Reputation: 41
I've PySpark dataframe df
data = {'Passenger-Id': {0: 1, 1: 2, 2: 3, 3: 4, 4: 5},'Age': {0: 22, 1: 38, 2: 26, 3: 35, 4: 35}}
df_pd = pd.DataFrame(data, columns=data.keys())
df = spark.createDataFrame(df_pd)
+------------+---+
|Passenger-Id|Age|
+------------+---+
| 1| 22|
| 2| 38|
| 3| 26|
| 4| 35|
| 5| 35|
+------------+---+
This works
df.filter(df.Age == 22).show()
But below doesn't work, due to - in the column name
df.filter(df.Passenger-Id == 2).show()
AttributeError: 'DataFrame' object has no attribute 'Passenger'
I'm facing same issue in spark sql too,
spark.sql("SELECT Passenger-Id FROM AutoMobile").show()
spark.sql("SELECT automobile.Passenger-Id FROM AutoMobile").show()
Getting below error
AnalysisException: cannot resolve 'Passenger
' given input columns: [automobile.Age, automobile.Passenger-Id]
Tried giving the column name with in single quote, as advised in some sources, now it just prints column mentioned in query
spark.sql("SELECT 'Passenger-Id' FROM AutoMobile").show()
+------------+
|Passenger-Id|
+------------+
|Passenger-Id|
|Passenger-Id|
|Passenger-Id|
|Passenger-Id|
|Passenger-Id|
+------------+
Upvotes: 0
Views: 2934
Reputation: 509
The below worked for me, double quotes inside a single quote.
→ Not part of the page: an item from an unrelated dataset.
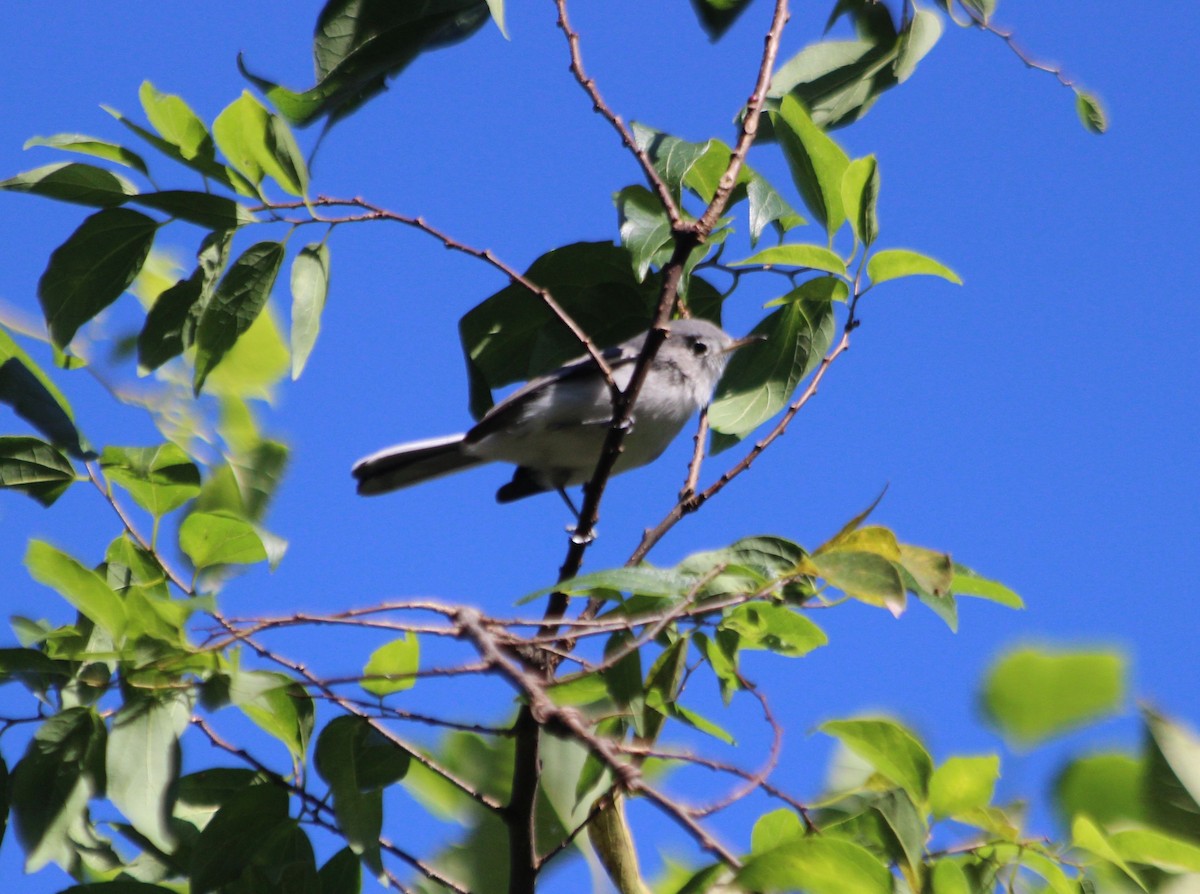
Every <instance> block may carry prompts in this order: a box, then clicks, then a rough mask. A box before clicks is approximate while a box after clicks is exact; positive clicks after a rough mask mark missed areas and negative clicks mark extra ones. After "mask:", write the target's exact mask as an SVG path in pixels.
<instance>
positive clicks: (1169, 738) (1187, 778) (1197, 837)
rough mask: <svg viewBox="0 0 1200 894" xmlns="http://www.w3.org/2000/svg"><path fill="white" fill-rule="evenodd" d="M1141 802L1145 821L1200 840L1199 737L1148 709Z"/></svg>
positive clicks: (1199, 757)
import pyspark.sql.functions as F
df.filter(F.col('"Passenger-Id"')== 2).show()
Upvotes: -1
Reputation: 20445
Since you have hiphen in column name, I suggest you to use col()
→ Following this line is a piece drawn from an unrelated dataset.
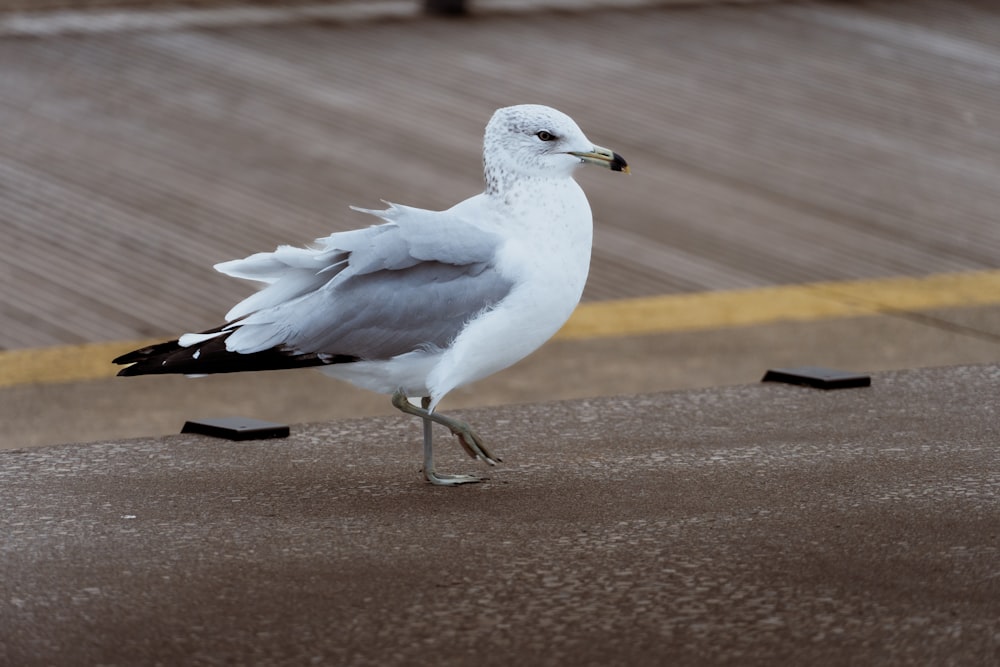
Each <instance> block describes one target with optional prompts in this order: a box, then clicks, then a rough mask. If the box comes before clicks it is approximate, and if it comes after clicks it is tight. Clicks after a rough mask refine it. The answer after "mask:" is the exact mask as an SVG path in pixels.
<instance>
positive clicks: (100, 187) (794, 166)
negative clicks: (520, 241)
mask: <svg viewBox="0 0 1000 667" xmlns="http://www.w3.org/2000/svg"><path fill="white" fill-rule="evenodd" d="M0 63H2V66H0V128H2V129H0V231H2V243H0V283H2V285H3V288H2V292H0V349H9V348H20V347H30V346H40V345H53V344H62V343H78V342H89V341H103V340H114V339H136V338H145V337H149V336H160V335H169V334H175V333H177V332H179V331H185V330H197V329H200V328H204V327H206V326H209V325H212V324H216V323H218V321H219V319H220V317H221V315H222V314H223V313H225V311H226V310H227V309H228V307H229V306H230V305H231V304H232V302H234V301H235V300H237V299H239V298H241V297H242V296H244V295H245V294H246V293H247V291H248V287H247V286H246V285H245V284H241V283H240V282H238V281H233V280H231V279H228V278H225V277H223V276H220V275H218V274H216V273H215V272H214V271H213V270H212V269H211V265H212V264H213V263H214V262H218V261H221V260H225V259H230V258H234V257H242V256H244V255H245V254H248V253H251V252H254V251H258V250H267V249H270V248H272V247H273V246H274V245H276V244H278V243H296V244H300V243H306V242H308V241H310V240H311V239H313V238H314V237H317V236H323V235H326V234H329V233H331V232H333V231H337V230H343V229H348V228H352V227H355V226H358V225H363V224H368V223H369V220H367V219H366V218H365V217H363V216H361V215H360V214H355V213H352V212H351V211H349V210H348V209H347V205H348V204H358V205H363V206H373V205H377V204H378V200H379V199H380V198H386V199H390V200H393V201H397V202H400V203H407V204H412V205H416V206H422V207H427V208H441V207H446V206H448V205H450V204H452V203H454V202H455V201H457V200H459V199H461V198H464V197H467V196H469V195H472V194H475V193H476V192H478V191H479V190H480V189H481V177H480V167H479V162H480V155H479V151H480V140H481V132H482V127H483V125H484V124H485V122H486V120H487V119H488V118H489V115H490V114H491V113H492V111H493V109H494V108H496V107H498V106H503V105H507V104H512V103H520V102H529V101H530V102H541V103H547V104H551V105H552V106H556V107H558V108H560V109H562V110H564V111H566V112H567V113H569V114H570V115H572V116H573V117H574V118H575V119H576V120H577V121H578V122H579V123H580V125H581V127H583V128H584V130H585V131H586V132H587V134H588V135H589V136H590V137H591V139H593V140H594V141H596V142H598V143H600V144H603V145H606V146H609V147H613V148H614V149H615V150H617V151H619V152H620V153H622V154H623V155H624V156H626V157H627V158H628V160H629V162H630V163H631V164H632V165H633V169H634V175H633V176H631V177H622V176H619V175H615V174H608V173H607V172H603V171H598V170H585V171H582V172H581V173H580V180H581V182H582V183H583V185H584V187H585V189H586V190H587V192H588V194H589V196H590V200H591V203H592V206H593V208H594V212H595V218H596V220H597V230H596V242H595V252H594V260H593V269H592V274H591V280H590V283H589V286H588V289H587V293H586V298H588V299H610V298H617V297H625V296H636V295H647V294H659V293H669V292H684V291H699V290H717V289H732V288H743V287H751V286H757V285H768V284H783V283H796V282H806V281H816V280H828V279H849V278H860V277H875V276H886V275H922V274H927V273H935V272H945V271H962V270H973V269H983V268H996V267H998V266H1000V111H998V110H1000V6H998V5H997V4H996V3H995V2H991V1H988V0H980V1H975V0H973V1H967V2H954V1H950V0H934V1H929V0H915V1H912V2H905V3H900V2H857V3H849V4H846V3H829V4H825V3H817V4H792V3H789V4H785V3H776V4H763V5H747V6H728V5H722V6H707V7H692V8H686V9H678V8H673V9H670V8H660V9H643V10H631V11H600V12H582V13H572V12H559V13H555V12H552V13H541V14H516V15H488V16H479V17H475V18H472V19H468V20H462V21H455V20H431V19H420V20H414V21H387V22H364V23H352V24H340V23H320V22H311V23H294V24H281V25H273V26H260V25H257V26H238V25H236V26H230V27H223V28H219V27H216V28H212V29H197V28H190V29H184V30H169V31H158V30H149V31H119V32H104V33H100V34H97V33H95V34H79V35H61V36H52V37H44V38H23V37H4V38H0Z"/></svg>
function from sql.functions
import pyspark.sql.functions as F
df.filter(F.col('Passenger-Id')== 2).show()
Here is the result
+------------+---+
|Passenger-Id|Age|
+------------+---+
| 2| 38|
+------------+---+
Noe for sql syntax, you need to use special character " ` " not single quote, like below
df.createOrReplaceTempView("AutoMobile")
spark.sql("SELECT * FROM AutoMobile where `Passenger-Id`=2").show()
Upvotes: 6